Ketika Jawanese bertandang ke Tanah Sunda 9



Bener nggak sih, kalau di Jogja yang namanya ikan asin(gereh) ya cuma itu-itu aja. Kalau nggak gereh pethek, teri, paling gereh kranjang. Jadi wajar kan ya kalau wawasan ikan asin ku jelek

--------
P :Neng, mau beli apa neng?
L : Ikan asin, buk 

P :Mau tawes, nila, bawal, atau apa neng?
L : Bukan ikan tawar, tapi ikan asin buk...

P : Iya, ikan asin.
L : Kalau teri ada?

P : Oh teri? Ada, neng... 

------

L : MAs, nggak ada ikan asin kayak tempetmu. Hari ini sambel teri lagi, ya? Biar berasa di Jogja. Nasi kuceng.... 
I : Loh kok bisa nggak ada? Di warung ibu xxx, kan?

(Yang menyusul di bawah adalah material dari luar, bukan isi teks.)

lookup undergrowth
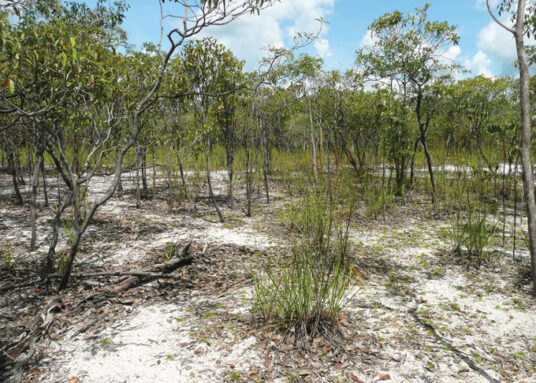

L : Lha iya, masa liya tanya ikan asin dikasih ikan tawar?
I : Maksudnya?

L : Ya kan liya tanya, ada ikan asin? Eh malah dikasih tawes, nila, bahkan bawal. HAduuuh, si ibuk... Nggak tau pa ya, ikan itu hidupnya di air tawar... 
I : Disini itu semuanya diasinin sayang... Nggak cuma ikan yang ada di laut. kan banyak tambak di waduk. Kalau nggak diasinin nggak awet. Orang Sunda kan suka ikan asin. Jadi jenis ikan asinnya banyak. Yaudah terinya dibuat, gih... 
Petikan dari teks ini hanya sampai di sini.